Updated at 2:58 p.m. ET
About a third of renters did not pay on time this month as business closures put millions of people out of work.
The National Multifamily Housing Council says 31% of renters didn't make their payment in the first week of April. Normally, about 20% of people don't pay their rent on time. The group tracks more than 13 million units through its survey.
Next month could be even worse if renters don't get government assistance in time, says Doug Bibby, the group's president. He's worried that could spell disaster for many rental property owners.
"If the rent payments drop off significantly, they won't be able to pay their staffs, they won't be able to pay their mortgages, they won't be able to pay their utilities," Bibby says. "They won't be able to pay the managers who manage their properties for them.
"I just see this cascading out throughout the whole system and just exacerbating the unemployment problem and the dislocation problem," he adds.
Bibby says the biggest, strongest players in the rental apartment industry should be OK. They have cash reserves and various ways to access money if they need it during the crisis.
But he says rental housing is a very fragmented industry with large portion of the units owned by small businesses with 50 to 100 units. He says they could be in much bigger trouble. There are also many mom-and-pop landlords who only own a few units.

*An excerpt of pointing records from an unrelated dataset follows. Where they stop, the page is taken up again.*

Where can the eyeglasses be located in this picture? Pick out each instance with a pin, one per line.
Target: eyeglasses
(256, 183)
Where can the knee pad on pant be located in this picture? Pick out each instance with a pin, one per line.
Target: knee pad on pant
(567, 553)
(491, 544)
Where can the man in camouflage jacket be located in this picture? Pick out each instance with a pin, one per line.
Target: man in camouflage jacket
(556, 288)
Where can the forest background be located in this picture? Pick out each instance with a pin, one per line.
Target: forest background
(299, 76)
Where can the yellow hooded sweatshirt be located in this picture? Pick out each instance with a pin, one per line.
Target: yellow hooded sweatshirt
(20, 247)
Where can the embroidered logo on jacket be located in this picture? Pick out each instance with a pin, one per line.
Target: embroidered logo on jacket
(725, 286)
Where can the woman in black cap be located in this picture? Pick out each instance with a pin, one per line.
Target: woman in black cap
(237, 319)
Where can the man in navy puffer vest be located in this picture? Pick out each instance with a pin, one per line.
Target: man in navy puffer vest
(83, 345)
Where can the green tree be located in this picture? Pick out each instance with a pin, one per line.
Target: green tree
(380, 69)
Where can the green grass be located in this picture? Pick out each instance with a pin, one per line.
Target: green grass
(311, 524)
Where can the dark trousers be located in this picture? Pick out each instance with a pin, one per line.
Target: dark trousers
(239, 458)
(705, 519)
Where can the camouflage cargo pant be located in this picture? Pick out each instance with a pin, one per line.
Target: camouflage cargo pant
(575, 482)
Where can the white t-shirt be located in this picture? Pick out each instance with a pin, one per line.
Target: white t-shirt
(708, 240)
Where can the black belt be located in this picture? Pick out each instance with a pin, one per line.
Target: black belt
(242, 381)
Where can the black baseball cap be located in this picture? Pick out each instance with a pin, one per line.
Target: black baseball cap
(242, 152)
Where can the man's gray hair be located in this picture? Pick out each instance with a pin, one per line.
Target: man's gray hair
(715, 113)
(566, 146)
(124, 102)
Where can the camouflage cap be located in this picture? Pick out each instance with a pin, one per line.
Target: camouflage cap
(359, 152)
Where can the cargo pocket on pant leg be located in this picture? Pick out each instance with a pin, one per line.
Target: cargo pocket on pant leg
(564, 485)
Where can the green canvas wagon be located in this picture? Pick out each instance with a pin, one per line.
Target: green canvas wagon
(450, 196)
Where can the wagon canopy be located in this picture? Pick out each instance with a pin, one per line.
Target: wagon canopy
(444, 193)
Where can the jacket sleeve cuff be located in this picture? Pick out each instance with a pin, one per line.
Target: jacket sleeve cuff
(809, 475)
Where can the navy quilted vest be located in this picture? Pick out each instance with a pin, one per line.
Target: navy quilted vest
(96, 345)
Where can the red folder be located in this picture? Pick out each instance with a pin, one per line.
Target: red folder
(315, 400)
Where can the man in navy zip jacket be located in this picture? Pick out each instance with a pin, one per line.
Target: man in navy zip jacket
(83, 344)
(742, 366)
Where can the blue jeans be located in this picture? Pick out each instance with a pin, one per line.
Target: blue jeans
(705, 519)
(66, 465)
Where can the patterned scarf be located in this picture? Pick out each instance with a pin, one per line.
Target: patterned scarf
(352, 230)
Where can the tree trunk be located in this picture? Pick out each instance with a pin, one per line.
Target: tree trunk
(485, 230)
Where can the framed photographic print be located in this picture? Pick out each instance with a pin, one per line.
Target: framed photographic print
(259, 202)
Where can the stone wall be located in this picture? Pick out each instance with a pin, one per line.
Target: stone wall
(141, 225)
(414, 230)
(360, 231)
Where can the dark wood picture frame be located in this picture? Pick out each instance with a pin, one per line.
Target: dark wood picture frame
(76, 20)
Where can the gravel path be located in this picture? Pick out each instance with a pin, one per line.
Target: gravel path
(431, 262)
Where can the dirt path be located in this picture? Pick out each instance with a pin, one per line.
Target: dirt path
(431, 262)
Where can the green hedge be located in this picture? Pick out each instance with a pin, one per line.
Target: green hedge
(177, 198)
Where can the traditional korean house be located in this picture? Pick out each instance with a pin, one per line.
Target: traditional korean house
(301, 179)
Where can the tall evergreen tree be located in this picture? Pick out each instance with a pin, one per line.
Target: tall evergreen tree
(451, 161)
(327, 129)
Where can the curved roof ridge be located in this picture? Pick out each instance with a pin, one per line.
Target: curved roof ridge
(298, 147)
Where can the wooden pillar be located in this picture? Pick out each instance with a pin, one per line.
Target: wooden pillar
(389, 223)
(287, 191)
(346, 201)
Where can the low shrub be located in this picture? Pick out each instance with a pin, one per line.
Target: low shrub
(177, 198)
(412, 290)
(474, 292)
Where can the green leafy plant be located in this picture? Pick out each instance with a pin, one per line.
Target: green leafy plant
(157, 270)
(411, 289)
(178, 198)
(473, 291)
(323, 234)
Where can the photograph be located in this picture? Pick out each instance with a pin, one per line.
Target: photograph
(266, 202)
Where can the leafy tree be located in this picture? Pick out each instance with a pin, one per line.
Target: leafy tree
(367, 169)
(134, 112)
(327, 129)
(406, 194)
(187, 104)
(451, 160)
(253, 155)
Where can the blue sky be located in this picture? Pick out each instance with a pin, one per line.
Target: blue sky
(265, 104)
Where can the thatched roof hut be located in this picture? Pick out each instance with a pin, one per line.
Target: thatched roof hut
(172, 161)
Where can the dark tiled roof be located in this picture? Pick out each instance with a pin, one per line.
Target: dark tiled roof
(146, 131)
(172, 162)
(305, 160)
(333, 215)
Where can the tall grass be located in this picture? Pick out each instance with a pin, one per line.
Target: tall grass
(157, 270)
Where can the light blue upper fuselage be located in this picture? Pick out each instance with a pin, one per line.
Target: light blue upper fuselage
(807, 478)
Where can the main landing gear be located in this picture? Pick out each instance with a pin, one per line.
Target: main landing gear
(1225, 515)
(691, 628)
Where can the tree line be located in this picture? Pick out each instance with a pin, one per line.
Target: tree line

"If an apartment owner has to shut down a 50-unit building, those people have to find shelter somewhere else," Bibby says. That's what "worries me the most," he says.
Congress placed an emergency ban on evictions, but it doesn't cover all properties. Many states and cities have their own eviction bans, but it's unclear how that would work if the business running the property collapsed.
Housing advocates have been calling for more assistance for renters during the crisis. "We need the federal government to step in," says Shamus Roller, executive director of the National Housing Law Project.
He notes that the CARES Act allows homeowners to defer mortgage payments. So, he says, Congress realized that "homeowners are going to need some help to survive this.
"I don't understand why we think that somehow tenants are going to be able to make their payments on time when we don't expect that of anybody else right now," Roller adds.
Bibby's group is urging more help as well. One idea — federal rental vouchers that could be used to pay landlords. There are already existing voucher programs to help some lower-income households pay rent. The proposal would dramatically expand that to reach people who've lost their income in the crisis.